J.D. recaps his time working on Goodwill-Easter Seals public policy issues

Over the last few months, we were lucky enough to have Joshua Davis (better known as J.D.) here as an intern, working on our policy initiatives during this year’s Minnesota legislative session. J.D. is currently completing his Senior Year at Luther College, majoring in Social Work.

Before he left he was kind enough to write down his thoughts about his experience here at Goodwill-Easter Seals Minnesota:

Initially, I had no idea what to expect as I arrived on the first day of my internship at Goodwill-Easter Seals. It was one of those particularly frigid January mornings. I walked through the glass doors that day, frozen and confused about what exactly I was going to be doing here. I quickly found that this is truly an amazing place with a powerful purpose and a people with a passion to match.

J.D. with Minnesota Speaker of the House, Kurt Daudt

This passion is a pervasive energy that quickly warmed my chilled limbs that first day.

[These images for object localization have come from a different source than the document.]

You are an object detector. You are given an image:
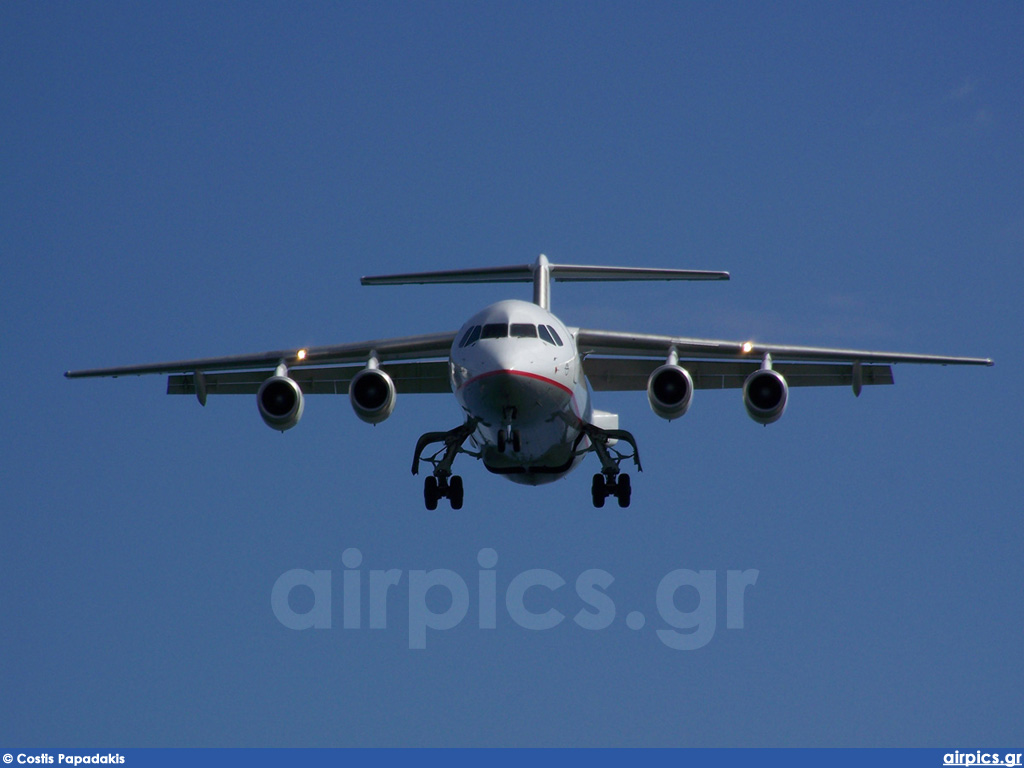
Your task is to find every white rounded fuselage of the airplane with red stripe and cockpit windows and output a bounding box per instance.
[449,300,592,485]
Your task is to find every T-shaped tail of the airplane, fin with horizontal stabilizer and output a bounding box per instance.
[359,253,729,310]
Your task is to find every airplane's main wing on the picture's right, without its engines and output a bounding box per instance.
[575,329,992,390]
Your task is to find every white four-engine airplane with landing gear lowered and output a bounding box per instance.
[65,254,992,510]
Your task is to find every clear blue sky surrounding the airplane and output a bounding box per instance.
[0,2,1024,749]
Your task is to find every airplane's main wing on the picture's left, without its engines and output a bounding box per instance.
[65,332,456,394]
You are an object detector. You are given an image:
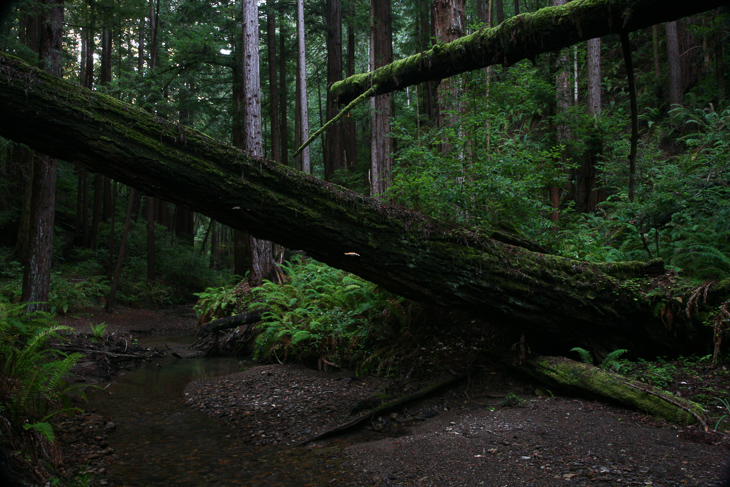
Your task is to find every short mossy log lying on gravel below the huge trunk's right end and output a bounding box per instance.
[521,357,707,428]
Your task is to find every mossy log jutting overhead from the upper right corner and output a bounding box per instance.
[329,0,727,104]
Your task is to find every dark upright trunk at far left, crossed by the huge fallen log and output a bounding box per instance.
[21,0,64,311]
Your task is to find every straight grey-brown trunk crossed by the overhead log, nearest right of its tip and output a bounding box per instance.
[370,0,393,197]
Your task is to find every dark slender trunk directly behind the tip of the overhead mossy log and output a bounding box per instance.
[324,0,343,181]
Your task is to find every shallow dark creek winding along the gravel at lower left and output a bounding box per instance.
[88,337,356,487]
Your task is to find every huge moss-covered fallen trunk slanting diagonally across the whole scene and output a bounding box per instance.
[0,55,728,353]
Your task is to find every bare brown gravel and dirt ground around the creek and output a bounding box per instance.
[54,309,730,487]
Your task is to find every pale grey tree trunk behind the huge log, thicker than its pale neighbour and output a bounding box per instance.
[242,0,278,287]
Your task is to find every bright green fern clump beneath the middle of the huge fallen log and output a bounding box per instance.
[250,255,400,365]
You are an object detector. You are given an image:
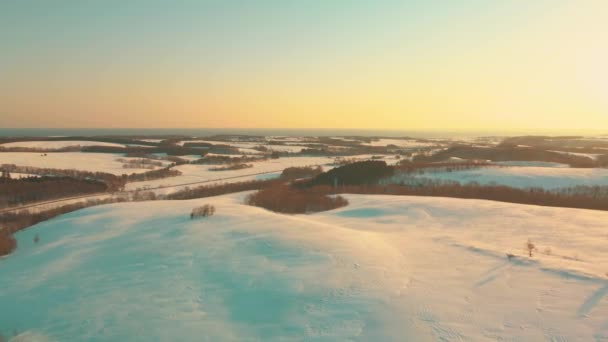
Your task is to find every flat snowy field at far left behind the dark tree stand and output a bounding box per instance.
[0,152,168,175]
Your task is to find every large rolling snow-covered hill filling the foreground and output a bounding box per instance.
[0,194,608,341]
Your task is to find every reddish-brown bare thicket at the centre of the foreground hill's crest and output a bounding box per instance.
[245,183,348,214]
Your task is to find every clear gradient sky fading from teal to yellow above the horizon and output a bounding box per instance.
[0,0,608,130]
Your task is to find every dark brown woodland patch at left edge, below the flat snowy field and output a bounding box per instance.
[0,177,108,208]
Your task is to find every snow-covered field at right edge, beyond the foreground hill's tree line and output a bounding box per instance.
[387,166,608,189]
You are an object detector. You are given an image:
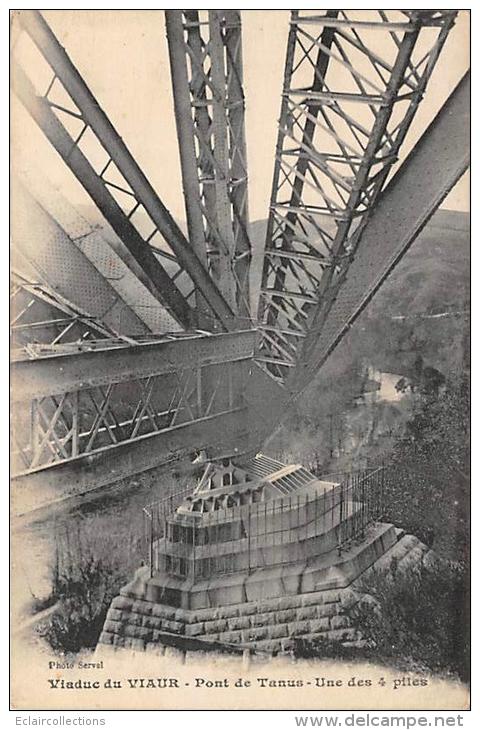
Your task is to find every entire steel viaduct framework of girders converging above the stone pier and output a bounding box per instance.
[11,10,470,514]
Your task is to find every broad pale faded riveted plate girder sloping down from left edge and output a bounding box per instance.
[12,169,182,335]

Flowing throughout the organization, it’s an energy evident in the smiles of the staff and the demeanor of the participants. Within my first couple days at Goodwill, I felt as if I had been swept up by the diverse passions rushing throughout the building, and I’ve been floating along, joyfully, ever since.

My only regret about my internship at Goodwill-Easter Seals is its brevity. I have been here just four short months and now find myself packing my things to move on in search of a next step. I catch myself each time I say that: four months. I have held dead-end jobs that I absolutely hated for longer than I have been here. Goodwill-Easter Seals is truly an amazing place where miracles happen every day. Believe me, I’ve seen them – particularly among the ReEntry team, with whom I got the most exposure.

It is, perhaps, both fitting and misleading that I should be writing this on Volunteer Recognition week. It is absolutely wonderful that Goodwill is taking time and resources this week to thank the many volunteers who help make its mission a success. But, in my humble opinion, it is we who should be thanking Goodwill.

I would thank them for welcoming me with open arms into their ranks and never treating me as if I was somehow less than any staff member. I would thank them for the opportunity to be a part of the miraculous work being done in so many different avenues. How many other organizations can claim they work and advocate for people with mental health issues and people with physical disabilities and people with criminal records – all while also fighting poverty in general? Thank you, Goodwill, for taking a stand in all these important areas. Finally, I would thank them for providing a space where staff, volunteers, and even the participants in their programs can come and cultivate their passions: creating an epicenter of trust, understanding, and growth for everyone who chooses to participate.

Again, thank you for all you have done Goodwill and for all the work you will continue to do for many long years to come.